Les accords de Ouagadougou seront signés le 15 janvier 2010 et préconiseront l’élection présidentielle dans les six mois avec interdiction à tous les membres civils et militaires de la transition de s’y présenter. Le délai pour le premier tour fut tenu pour le 27 juin 2010, alors que le deuxième tour n’eût lieu que quatre mois plus tard, après de multiples reports et soubresauts ponctués de drames humains et qui ont fragilisé le tissu social.
Au Niger, après deux mandats successifs et dix ans d’exercice du pouvoir avec un bilan économique satisfaisant, le Président Mamadou Tandja entreprit la modification de la constitution pour faire sauter le verrou de la limitation de mandat à deux. Ce, malgré l’opposition de l’assemblée nationale, de la cour constitutionnelle, d’une frange des membres de son propre parti, le Mnsd Nasara, de la CDEAO, de l’UA, de la communauté internationale, etc. au prétexte qu’il n’avait pas fini son œuvre.
Il réussira à modifier la dite constitution, en prolongeant son deuxième mandat de trois ans et en s’offrant la possibilité de se présenter ad vitam aeternam aux élections à venir.
Des militaires, avec à leur tête le Général Salou Djibo firent un coup d’Etat le 18 février 2010 et le déposèrent, en faisant la promesse d’organiser des élections dans un délai d’un an, avec la mise en place d’une nouvelle constitution et l’impossibilité pour tous les membres de la transition de s’y présenter.
Ils ont en six mois organisé plus de six consultations électorales allant des communales à la présidentielle en passant par les législatives. Entre temps, la constitution a été adoptée par référendum à la différence de la Guinée où elle a été adoptée par décret présidentiel.
En Guinée les militaires étaient au pouvoir depuis le 3 avril 1984, soit vingt six ans, alors qu’au Niger, le pouvoir, après un court intermède militaire, est revenu aux civils.
Dans le premier cas, celui de la Guinée, les militaires ont été contraints et forcés de rendre le pouvoir aux hommes politiques, après une mobilisation des forces vives de la Nation alors qu’au Niger les mêmes acteurs étaient déjà intervenus dix ans auparavant, en 1999. Ils avaient par la suite organisé des élections, après une courte transition, et rendu le pouvoir aux civils. A chaque fois qu’ils sont intervenus c’était en faveur de la légalité constitutionnelle.

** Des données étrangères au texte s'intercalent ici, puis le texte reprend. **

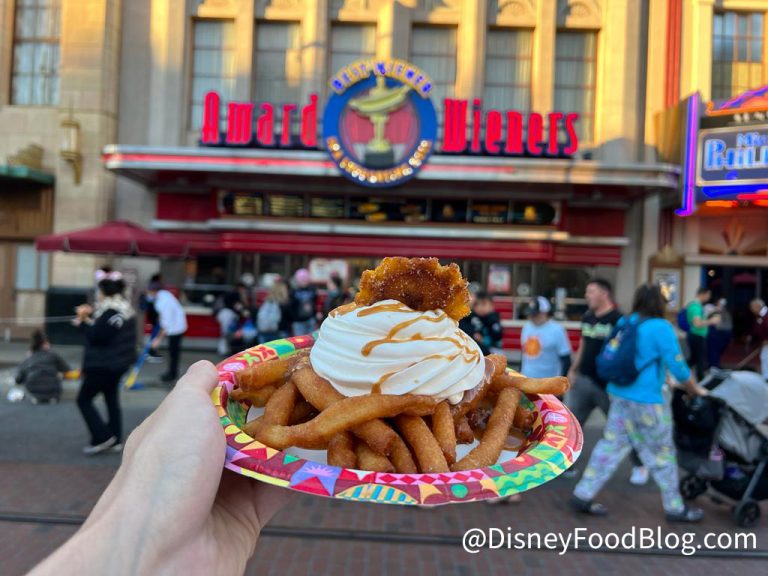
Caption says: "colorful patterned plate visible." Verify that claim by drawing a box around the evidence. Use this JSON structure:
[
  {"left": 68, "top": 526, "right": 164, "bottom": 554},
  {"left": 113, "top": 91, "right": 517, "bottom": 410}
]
[{"left": 212, "top": 336, "right": 582, "bottom": 505}]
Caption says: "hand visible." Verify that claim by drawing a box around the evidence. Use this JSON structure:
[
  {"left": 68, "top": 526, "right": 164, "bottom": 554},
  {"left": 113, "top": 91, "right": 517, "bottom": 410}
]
[{"left": 32, "top": 362, "right": 291, "bottom": 576}]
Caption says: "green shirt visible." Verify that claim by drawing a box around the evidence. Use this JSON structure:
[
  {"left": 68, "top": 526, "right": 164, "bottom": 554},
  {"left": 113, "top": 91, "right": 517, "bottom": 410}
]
[{"left": 686, "top": 300, "right": 709, "bottom": 338}]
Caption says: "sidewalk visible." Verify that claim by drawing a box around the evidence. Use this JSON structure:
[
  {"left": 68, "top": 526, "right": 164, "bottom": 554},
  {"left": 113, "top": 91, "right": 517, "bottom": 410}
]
[{"left": 0, "top": 347, "right": 768, "bottom": 576}]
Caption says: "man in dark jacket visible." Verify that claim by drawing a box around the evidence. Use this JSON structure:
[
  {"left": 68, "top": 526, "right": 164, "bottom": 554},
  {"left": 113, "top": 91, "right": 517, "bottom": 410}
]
[{"left": 75, "top": 278, "right": 136, "bottom": 456}]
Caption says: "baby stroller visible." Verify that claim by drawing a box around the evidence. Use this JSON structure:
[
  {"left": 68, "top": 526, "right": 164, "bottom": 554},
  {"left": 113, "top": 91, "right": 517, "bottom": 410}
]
[{"left": 672, "top": 370, "right": 768, "bottom": 528}]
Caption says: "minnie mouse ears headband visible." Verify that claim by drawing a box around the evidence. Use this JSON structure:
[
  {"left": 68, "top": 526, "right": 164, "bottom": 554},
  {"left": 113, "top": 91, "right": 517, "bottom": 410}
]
[{"left": 96, "top": 270, "right": 123, "bottom": 282}]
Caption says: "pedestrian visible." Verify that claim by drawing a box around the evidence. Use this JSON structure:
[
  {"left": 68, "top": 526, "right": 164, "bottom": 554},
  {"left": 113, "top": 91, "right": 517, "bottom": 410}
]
[
  {"left": 520, "top": 296, "right": 571, "bottom": 378},
  {"left": 26, "top": 362, "right": 292, "bottom": 576},
  {"left": 459, "top": 290, "right": 504, "bottom": 355},
  {"left": 707, "top": 298, "right": 733, "bottom": 368},
  {"left": 139, "top": 272, "right": 163, "bottom": 363},
  {"left": 256, "top": 278, "right": 291, "bottom": 344},
  {"left": 571, "top": 284, "right": 706, "bottom": 522},
  {"left": 749, "top": 298, "right": 768, "bottom": 380},
  {"left": 216, "top": 292, "right": 243, "bottom": 356},
  {"left": 291, "top": 268, "right": 317, "bottom": 336},
  {"left": 685, "top": 286, "right": 720, "bottom": 380},
  {"left": 564, "top": 278, "right": 649, "bottom": 486},
  {"left": 323, "top": 274, "right": 351, "bottom": 318},
  {"left": 147, "top": 282, "right": 187, "bottom": 382},
  {"left": 74, "top": 279, "right": 136, "bottom": 456},
  {"left": 16, "top": 330, "right": 70, "bottom": 404}
]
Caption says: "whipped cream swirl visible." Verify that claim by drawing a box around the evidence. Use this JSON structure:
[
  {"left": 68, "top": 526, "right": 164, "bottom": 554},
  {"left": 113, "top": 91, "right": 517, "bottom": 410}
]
[{"left": 310, "top": 300, "right": 485, "bottom": 404}]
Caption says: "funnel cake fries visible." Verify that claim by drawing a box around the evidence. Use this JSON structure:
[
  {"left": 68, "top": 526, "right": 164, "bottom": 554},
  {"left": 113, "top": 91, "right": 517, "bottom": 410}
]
[{"left": 231, "top": 258, "right": 568, "bottom": 474}]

Nous voici donc dans une transition militaire avec des arrières pensées de part et d’autre.
En Guinée, l’on a l’impression que le président par intérim est la seule personne à vouloir tirer l’attelage vers la fin de la transition le plus rapidement possible. D’où la fixation de la date du premier tour de la présidentielle pour le 27 juin 2010. Et de menacer plus d’une fois de rendre le tablier si les politiques ne se mettaient pas d’accord pour aller aux consultations.

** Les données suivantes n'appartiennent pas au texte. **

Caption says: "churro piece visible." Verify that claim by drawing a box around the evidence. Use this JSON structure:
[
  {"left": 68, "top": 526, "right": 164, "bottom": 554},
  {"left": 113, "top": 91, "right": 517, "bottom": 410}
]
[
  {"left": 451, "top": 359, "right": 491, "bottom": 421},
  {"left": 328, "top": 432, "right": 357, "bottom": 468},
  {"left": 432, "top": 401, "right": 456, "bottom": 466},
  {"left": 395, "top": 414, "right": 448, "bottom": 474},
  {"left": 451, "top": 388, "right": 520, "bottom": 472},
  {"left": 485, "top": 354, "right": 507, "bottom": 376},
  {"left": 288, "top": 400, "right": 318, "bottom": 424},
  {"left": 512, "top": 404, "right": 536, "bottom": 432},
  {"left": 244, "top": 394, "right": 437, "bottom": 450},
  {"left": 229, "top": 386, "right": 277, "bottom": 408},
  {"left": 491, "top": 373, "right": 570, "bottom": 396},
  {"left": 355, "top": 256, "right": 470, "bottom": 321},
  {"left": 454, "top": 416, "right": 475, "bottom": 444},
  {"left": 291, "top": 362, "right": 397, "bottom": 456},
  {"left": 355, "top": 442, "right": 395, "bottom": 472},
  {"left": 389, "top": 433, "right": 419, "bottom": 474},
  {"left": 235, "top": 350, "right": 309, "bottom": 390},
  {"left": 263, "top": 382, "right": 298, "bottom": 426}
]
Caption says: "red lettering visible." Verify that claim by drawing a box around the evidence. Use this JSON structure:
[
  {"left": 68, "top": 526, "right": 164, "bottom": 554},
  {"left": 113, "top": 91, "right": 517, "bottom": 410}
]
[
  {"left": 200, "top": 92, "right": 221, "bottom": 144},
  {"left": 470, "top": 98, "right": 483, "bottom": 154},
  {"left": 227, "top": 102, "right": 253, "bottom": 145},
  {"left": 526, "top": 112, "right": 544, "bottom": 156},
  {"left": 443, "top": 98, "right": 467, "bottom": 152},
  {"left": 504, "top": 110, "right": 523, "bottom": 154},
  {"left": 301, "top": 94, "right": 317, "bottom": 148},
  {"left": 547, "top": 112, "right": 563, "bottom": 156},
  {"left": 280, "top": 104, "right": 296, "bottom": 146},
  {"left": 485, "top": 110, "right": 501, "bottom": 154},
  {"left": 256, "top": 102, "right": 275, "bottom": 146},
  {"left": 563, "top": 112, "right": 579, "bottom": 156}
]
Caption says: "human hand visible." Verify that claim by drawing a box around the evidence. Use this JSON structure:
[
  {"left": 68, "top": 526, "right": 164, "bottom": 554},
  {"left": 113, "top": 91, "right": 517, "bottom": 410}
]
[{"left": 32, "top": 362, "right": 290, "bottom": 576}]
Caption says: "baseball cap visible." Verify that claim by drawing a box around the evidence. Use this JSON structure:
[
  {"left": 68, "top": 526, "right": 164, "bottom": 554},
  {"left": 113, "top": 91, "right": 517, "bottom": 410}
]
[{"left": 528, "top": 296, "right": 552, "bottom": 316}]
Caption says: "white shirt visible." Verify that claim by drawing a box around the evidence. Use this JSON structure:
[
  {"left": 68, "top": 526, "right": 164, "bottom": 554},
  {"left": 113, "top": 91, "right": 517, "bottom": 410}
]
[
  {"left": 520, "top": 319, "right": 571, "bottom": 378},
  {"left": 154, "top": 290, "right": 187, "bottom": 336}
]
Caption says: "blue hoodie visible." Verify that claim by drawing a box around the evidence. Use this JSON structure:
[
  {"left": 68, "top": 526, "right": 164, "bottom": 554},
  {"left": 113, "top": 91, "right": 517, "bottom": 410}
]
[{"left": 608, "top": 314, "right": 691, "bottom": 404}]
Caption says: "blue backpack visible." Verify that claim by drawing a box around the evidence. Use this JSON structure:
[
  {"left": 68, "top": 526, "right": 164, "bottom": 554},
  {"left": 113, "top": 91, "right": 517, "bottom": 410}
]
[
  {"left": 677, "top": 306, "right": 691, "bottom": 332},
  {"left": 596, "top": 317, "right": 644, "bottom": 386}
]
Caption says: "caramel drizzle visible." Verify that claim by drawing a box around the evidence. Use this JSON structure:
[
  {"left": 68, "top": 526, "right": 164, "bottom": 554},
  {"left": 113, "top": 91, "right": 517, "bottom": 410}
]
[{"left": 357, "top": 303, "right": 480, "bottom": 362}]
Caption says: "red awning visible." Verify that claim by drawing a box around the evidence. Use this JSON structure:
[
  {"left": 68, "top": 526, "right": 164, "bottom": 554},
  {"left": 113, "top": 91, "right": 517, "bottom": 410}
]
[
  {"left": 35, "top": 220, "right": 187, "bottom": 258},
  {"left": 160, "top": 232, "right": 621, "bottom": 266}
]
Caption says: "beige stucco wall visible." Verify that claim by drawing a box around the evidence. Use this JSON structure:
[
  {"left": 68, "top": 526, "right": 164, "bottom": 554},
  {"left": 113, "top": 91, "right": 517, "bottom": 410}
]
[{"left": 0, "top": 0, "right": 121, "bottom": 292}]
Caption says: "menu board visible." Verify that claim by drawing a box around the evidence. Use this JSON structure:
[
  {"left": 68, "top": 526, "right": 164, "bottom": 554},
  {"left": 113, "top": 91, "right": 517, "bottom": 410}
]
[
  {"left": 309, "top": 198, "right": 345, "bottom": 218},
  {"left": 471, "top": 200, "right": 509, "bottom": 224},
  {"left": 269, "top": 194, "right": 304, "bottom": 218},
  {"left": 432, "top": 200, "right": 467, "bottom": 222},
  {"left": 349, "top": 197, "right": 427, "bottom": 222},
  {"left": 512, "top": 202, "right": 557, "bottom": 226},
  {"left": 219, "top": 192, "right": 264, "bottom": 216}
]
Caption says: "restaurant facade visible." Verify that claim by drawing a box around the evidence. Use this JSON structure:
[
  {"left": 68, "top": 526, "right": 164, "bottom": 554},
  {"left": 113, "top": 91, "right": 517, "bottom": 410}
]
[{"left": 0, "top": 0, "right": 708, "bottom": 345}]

Entre les deux tours, le président par intérim était le plus souvent aux abonnés absents au lieu de taper du poing sur la table pour pousser les acteurs à s’entendre et aller aux urnes. Ainsi il s’écoula quatre longs mois entre les deux tours, au lieu des deux semaines telles que prévues par la constitution. De reports en reports, ponctués de conflits autour de l’organe censé superviser et organiser des élections transparentes et démocratiques.
En fait, la Ceni n’a jamais vraiment joué le rôle impartial qu’on attendait d’elle. Elle semblait recevoir des ordres venus d’ailleurs et obéir à des choix faits par d’autres, tapis dans l’ombre. Elle avait apparemment fait son choix entre les deux protagonistes. Toutes les réclamations de l’une des parties étaient prises en compte, alors que les réserves de l’autre camp ne l’étaient jamais. Sauf une seule fois, pour un report d’une semaine de la date du deuxième tour, après les folles rumeurs d’empoisonnement des militants de l’Alliance Arc en ciel, au Palais du Peuple à Conakry, suivies de la chasse aux militants de l’Alliance Cellou Dalein à Siguiri et Kouroussa. Aucune des revendications du camp du perdant n’a été examinée ni par la ceni, ni par la Cour Suprême.

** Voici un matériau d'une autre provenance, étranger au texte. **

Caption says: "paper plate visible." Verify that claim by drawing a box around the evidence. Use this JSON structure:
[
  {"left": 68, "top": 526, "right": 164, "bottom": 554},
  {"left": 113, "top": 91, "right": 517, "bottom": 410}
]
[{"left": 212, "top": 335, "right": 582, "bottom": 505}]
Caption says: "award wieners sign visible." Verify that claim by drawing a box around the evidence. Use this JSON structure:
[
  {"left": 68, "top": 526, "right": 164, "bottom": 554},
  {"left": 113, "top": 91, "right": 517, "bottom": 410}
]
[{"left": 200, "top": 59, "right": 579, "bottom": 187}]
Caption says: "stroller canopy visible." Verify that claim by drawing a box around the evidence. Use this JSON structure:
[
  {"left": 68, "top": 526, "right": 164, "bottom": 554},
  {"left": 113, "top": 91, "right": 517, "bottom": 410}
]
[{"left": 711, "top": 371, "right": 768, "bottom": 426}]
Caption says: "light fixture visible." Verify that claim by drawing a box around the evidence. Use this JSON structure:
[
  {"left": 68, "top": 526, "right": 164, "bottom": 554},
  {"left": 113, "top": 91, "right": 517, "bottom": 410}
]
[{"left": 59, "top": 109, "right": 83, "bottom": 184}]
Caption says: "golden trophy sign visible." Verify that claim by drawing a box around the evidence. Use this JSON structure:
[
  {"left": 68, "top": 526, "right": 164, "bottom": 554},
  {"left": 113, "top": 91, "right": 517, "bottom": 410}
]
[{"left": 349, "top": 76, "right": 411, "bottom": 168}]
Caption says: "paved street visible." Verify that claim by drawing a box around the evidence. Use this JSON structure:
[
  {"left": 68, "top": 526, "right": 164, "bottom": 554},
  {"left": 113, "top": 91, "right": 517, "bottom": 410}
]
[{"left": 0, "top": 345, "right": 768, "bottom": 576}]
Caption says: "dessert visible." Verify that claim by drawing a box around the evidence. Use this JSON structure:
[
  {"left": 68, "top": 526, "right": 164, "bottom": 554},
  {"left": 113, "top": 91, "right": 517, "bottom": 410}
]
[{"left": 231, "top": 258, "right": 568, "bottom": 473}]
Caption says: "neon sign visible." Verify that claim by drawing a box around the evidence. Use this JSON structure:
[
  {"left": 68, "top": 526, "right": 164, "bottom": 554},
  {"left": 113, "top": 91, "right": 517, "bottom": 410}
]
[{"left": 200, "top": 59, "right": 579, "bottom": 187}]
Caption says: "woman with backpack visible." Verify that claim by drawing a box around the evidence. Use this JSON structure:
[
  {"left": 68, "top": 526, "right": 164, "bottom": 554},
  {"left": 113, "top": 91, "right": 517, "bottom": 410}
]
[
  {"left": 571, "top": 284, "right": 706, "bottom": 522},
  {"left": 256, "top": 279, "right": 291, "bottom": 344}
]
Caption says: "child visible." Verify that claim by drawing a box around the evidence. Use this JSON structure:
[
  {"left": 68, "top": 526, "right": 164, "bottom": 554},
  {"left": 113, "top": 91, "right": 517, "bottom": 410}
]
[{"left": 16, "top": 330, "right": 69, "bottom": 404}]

Après la proclamation des résultats du second tour, le candidat Cellou Dalein Diallo déclaré perdant, fit une déclaration courageuse et se plia à la décision de la cour suprême, malgré les rancœurs qu’il éprouvait. Pour maintenir la paix sociale dira t-il !
Au Niger par contre, ce fut une campagne policée comme seuls les nigériens en ont le secret. Les alliances se sont nouées après le premier tour et nous avons eu deux blocs regroupés autour d’une part Mr Mahamadou Issoufou, opposant de longue date qui se présentait pour la quatrième fois à ce scrutin, et d’autre part de Mr Seyni Oumarou, ancien premier ministre.
Le premier nommé est finalement arrivé en tête avec 57,95% des voix exprimées contre 42,05% pour son challenger.
Ce dernier a reconnu sa défaite, félicité son adversaire, et dit qu’il ne déposerait aucun recours devant la cour constitutionnelle. Il lui a même souhaité bon vent dans l’intérêt du Niger. Il a aussi dit qu’il souhaitait jouer le rôle d’une opposition constructive. Car dit-il c’est cela aussi la démocratie.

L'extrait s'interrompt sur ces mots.